Dividend payment rises at Smurfit Kappa Group

Smurfit Kappa Group (SKG)’s final dividend has been increased to 8%, after reporting revenue of €8.5bn for its 2020 financial year. The firm’s profit before income tax was €748m, down 10% on the €1.06bn seen in 2019.


Google follows Facebook into news licensing

Google has signed a licensing deal with over 120 publications in the UK, with publishers to be paid for news excerpts that appear in the firm’s search results.

DTI Digital bought by WPP

Digital innovation and software engineering firm DTI Digital has been acquired by creative transformation company WPP.


London first-time house buyer prices down

Rightmove data show that the average price for a property purchased by first-time buyers in London has fallen by 1.4% over the last 12 months to £474,950.


Dunelm Group resumes dividend on higher H1 profit

Dunelm Group reinstated its interim dividend and reported a higher first-half profit yesterday, as online demand surged and more people stuck at home shopped for its products to refurbish their living spaces. The company’s pre-tax profit rose 34.4% to £112.4m in the 26 weeks to December 26 compared with the £112m it had forecast last month. Consequently, it will pay an interim dividend of 12 pence per share and said the final dividend will be decided in due course.

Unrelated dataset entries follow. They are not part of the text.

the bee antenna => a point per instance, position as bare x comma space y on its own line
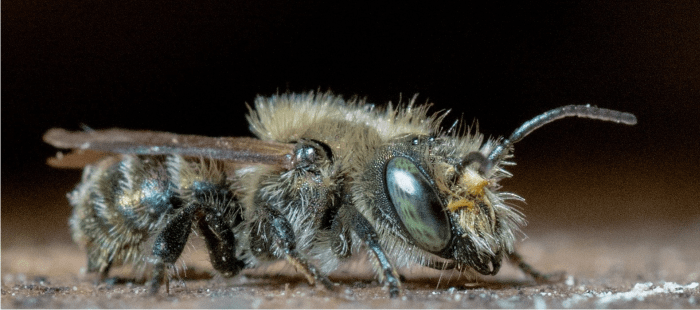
583, 111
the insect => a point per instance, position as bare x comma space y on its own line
325, 179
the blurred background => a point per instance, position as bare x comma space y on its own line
190, 67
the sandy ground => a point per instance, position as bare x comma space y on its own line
611, 269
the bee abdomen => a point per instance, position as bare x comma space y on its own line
118, 205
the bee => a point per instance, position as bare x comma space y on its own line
326, 179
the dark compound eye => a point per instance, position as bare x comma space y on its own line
417, 204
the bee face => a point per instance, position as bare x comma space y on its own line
442, 211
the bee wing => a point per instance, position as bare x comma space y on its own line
88, 146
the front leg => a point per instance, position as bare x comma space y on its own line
517, 259
387, 273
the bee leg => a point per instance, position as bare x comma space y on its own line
388, 274
539, 277
221, 243
283, 237
169, 245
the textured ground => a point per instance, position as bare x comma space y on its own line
614, 269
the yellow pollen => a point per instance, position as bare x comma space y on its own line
460, 204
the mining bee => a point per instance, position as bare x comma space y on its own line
324, 180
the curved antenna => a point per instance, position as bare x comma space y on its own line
583, 111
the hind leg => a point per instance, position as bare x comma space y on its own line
169, 245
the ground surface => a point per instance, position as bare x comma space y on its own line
614, 269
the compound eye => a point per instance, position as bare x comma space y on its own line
417, 204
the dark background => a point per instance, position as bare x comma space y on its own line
190, 66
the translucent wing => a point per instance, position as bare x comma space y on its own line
88, 146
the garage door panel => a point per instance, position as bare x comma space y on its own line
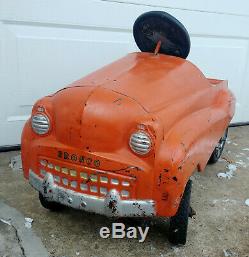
44, 45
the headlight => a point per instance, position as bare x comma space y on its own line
140, 142
40, 124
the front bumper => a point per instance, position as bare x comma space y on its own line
110, 205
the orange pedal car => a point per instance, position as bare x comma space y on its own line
124, 140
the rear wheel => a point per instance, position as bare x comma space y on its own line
52, 206
216, 154
179, 223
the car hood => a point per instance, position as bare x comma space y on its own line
153, 81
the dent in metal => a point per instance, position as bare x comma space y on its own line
110, 205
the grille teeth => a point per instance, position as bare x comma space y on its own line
100, 183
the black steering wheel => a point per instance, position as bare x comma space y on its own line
152, 27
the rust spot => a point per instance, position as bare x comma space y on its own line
88, 161
118, 101
165, 196
112, 205
159, 179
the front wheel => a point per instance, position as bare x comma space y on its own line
216, 154
179, 223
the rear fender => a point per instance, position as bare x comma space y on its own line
185, 148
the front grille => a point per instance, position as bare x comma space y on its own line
87, 180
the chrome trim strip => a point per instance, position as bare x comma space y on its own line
111, 205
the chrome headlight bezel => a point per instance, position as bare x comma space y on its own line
140, 142
40, 123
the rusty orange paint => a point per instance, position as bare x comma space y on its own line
184, 113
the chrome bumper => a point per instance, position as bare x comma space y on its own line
111, 205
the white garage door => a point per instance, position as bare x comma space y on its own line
46, 44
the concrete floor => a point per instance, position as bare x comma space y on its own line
220, 227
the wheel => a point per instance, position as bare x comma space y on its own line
154, 26
52, 206
216, 154
179, 223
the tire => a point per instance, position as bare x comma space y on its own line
216, 154
179, 223
52, 206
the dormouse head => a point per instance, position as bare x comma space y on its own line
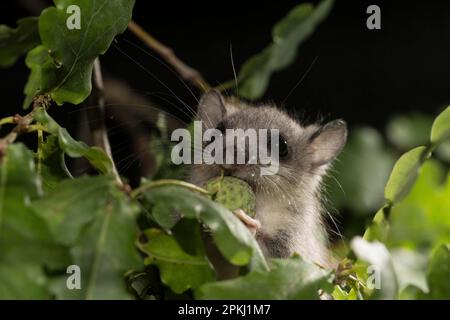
304, 152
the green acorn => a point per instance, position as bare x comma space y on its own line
232, 193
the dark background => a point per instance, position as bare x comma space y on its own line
364, 76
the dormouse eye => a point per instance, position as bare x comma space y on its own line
283, 148
221, 127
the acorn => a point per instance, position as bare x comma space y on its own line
232, 193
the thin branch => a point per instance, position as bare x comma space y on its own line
187, 73
98, 127
167, 182
22, 124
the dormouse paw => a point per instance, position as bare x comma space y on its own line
252, 224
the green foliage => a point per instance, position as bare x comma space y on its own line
16, 42
179, 270
289, 279
150, 241
287, 35
233, 194
62, 65
73, 148
231, 237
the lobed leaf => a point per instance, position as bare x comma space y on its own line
292, 278
231, 237
179, 270
73, 148
62, 66
16, 42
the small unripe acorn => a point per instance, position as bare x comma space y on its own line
233, 194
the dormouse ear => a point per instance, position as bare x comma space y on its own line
211, 109
327, 142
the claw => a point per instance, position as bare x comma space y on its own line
252, 224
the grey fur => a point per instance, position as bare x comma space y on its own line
288, 204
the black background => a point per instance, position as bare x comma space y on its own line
364, 76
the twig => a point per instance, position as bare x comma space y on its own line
22, 124
166, 182
98, 127
187, 73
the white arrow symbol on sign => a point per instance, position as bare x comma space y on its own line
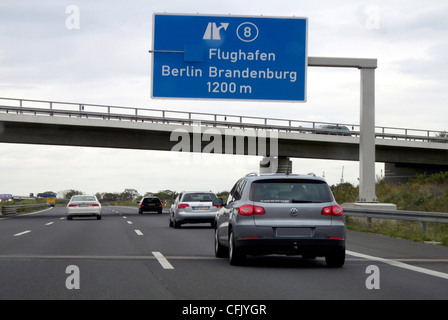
212, 31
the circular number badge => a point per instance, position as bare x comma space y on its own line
247, 32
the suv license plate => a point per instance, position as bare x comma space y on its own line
201, 208
294, 232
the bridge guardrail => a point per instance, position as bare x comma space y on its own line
422, 216
107, 112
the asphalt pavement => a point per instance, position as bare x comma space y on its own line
127, 255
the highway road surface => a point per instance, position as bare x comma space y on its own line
130, 256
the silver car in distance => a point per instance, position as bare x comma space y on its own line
193, 207
83, 206
280, 214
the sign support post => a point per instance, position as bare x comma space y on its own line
367, 122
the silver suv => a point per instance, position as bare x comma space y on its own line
280, 214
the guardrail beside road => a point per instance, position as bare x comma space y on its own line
422, 216
6, 210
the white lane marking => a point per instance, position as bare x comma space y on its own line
400, 265
21, 233
162, 260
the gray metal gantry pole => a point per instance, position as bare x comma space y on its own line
367, 124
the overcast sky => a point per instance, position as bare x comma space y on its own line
105, 60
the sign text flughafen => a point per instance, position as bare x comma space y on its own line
229, 57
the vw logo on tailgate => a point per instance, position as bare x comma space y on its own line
293, 211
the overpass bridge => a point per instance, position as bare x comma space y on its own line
93, 125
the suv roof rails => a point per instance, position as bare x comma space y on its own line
252, 174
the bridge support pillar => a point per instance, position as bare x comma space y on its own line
367, 138
367, 126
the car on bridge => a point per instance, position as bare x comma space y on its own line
83, 206
280, 214
193, 207
336, 130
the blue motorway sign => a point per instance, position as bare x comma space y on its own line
229, 57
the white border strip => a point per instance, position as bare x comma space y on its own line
400, 265
162, 260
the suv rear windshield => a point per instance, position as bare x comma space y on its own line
199, 197
151, 200
290, 190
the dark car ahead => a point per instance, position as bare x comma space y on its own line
280, 214
148, 204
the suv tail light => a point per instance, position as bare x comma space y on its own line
335, 210
249, 210
182, 205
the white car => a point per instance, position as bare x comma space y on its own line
83, 206
193, 207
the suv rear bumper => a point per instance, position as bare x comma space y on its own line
293, 246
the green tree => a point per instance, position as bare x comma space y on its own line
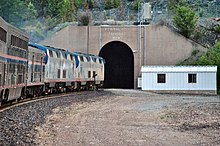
185, 20
136, 5
212, 57
67, 10
13, 11
31, 12
172, 5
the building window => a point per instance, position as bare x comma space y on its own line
161, 78
89, 74
191, 78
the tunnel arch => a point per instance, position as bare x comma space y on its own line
119, 67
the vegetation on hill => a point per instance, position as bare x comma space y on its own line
38, 17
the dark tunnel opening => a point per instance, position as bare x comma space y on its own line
119, 67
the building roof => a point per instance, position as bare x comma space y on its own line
179, 69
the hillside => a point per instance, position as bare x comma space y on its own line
42, 18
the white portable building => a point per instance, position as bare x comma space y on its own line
179, 79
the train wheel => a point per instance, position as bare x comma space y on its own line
6, 95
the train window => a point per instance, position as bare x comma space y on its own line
58, 74
58, 54
81, 58
64, 73
71, 57
15, 41
88, 58
3, 34
51, 53
89, 74
11, 68
94, 59
0, 79
64, 55
19, 81
94, 74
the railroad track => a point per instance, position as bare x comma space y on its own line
13, 104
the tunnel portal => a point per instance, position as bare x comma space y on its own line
119, 67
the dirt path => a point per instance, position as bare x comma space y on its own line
132, 117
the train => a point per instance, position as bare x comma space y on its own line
30, 70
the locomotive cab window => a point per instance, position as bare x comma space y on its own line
51, 53
81, 58
191, 78
161, 78
58, 54
3, 34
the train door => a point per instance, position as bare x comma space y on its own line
41, 68
32, 69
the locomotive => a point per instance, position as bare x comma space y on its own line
28, 70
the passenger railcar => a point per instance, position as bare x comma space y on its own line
14, 46
33, 70
36, 71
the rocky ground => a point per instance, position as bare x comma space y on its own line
130, 117
114, 117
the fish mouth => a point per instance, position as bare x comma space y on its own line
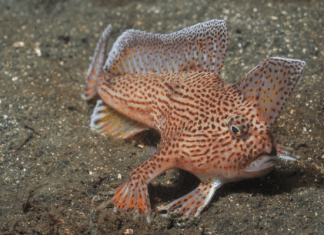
262, 163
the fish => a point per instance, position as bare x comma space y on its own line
219, 132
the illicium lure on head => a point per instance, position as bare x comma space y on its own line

Brexit hit to London could top £9.5bn without financial services deal

Analysis of the Government’s Brexit trade deal by the Centre for Economics and Business Research has suggested that London may lose up to £9.5bn in economic output a year from Brexit. The situation could also worsen if a post-Brexit deal on financial services does not materialise. The Mayor of London Sadiq Khan said of the CEBR’s prediction for London: “Whichever way you slice it, the Government’s Brexit trade deal was the equivalent of a ‘no deal’ Brexit for financial and professional services, and our businesses now face a costly red tape mountain caused by the UK having to trade with the EU as a ‘third country'”.


Petro-states could lose $13trn in revenue by 2041

A new report from the think-tank Carbon Tracker says that oil and gas producing countries face a multi-trillion-dollar hole in their revenue as efforts to contain the rise in global temperatures drive the decarbonisation of energy supplies. It estimates the cumulative total revenue loss for all oil-producing countries by 2040 will be $13trn. A group of 40 countries Carbon Tracker describes as "petrostates" could suffer an average loss of 46% of oil and gas revenue. The report says diversification - of government revenue and national economies - is an urgent task.